Mad Season for Profit!
Prelude to a Requiem
A gun, a knife, a nylon rope already fashioned in a noose, rat poison, antifreeze, and pills seemed intentionally sorted from left to right in a order of decreasing gore. While McKell slept, her father had meticulously arranged the methods of suicide like a psychotic buffet across the cherry oak desk. Stationary and a pen served as an unspoken parental command: Do this right. Leave a proper note. Don’t embarrass your family. The girl reasoned through a mind haze of hunger and pain. She understood her parents’ deep need to maintain appearances, but that need got her imprisoned in the basement bedroom and kept her from her high school graduation. She never imagined their faith and fear could manifest so cruelly.

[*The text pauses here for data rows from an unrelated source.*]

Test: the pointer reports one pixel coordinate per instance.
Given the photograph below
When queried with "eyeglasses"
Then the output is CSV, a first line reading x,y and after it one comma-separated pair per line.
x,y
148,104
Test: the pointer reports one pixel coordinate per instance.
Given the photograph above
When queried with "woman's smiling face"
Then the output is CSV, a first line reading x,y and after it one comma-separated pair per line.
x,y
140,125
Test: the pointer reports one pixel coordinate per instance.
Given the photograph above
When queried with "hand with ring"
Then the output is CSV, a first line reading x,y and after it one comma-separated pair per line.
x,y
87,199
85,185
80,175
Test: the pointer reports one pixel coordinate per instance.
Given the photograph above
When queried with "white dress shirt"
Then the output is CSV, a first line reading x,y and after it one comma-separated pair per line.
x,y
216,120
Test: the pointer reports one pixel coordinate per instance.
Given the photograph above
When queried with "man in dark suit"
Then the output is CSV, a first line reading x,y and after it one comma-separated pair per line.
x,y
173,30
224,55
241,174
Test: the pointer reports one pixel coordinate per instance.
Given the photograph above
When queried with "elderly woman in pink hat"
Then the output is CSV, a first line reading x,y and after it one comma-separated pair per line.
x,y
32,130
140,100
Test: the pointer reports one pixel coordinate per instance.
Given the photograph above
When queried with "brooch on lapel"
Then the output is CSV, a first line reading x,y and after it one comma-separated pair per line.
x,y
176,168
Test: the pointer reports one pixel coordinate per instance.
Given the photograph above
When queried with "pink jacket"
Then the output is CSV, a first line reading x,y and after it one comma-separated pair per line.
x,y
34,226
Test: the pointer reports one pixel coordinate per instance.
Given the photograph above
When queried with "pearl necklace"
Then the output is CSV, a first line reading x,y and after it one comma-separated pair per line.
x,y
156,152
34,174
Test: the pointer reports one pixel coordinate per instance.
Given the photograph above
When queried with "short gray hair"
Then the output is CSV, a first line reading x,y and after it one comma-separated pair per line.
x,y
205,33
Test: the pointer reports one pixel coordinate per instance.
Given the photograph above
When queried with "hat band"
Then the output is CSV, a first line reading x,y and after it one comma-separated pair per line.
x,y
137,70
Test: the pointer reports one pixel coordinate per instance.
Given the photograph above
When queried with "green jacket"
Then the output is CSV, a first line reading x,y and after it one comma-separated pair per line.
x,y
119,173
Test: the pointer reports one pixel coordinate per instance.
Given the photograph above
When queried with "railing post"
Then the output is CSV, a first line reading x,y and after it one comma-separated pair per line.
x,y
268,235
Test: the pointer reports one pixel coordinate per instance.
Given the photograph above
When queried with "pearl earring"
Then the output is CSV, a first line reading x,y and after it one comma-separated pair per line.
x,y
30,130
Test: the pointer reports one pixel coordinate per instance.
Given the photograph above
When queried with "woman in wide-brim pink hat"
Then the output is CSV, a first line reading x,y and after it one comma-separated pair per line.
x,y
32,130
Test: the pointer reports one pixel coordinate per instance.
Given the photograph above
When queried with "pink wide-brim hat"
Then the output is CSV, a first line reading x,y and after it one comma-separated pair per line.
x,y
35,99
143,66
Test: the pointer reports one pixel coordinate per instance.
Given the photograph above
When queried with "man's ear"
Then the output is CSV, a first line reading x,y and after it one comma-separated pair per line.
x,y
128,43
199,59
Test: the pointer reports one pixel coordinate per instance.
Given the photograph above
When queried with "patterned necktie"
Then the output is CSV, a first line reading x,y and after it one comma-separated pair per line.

The gun hurt her feelings the most. The Pastor and Mrs. Proffit entertained no sentimental ideas about their daughter’s future funeral. McKell was certain of that. They never considered looking lovingly into an open casket and mourning what might have been—not if they made a gunshot wound to the head an option. They just wanted her dead and didn’t care how she did it. In their minds, suicide was the best solution for a teenager supposedly possessed by the devil, but McKell decided she would not die by her own hand. If her parents were determined to allow their only child to starve to death in the basement, murder would be her story’s end. She did not feel shame or regret that God gave her the gift of revelation.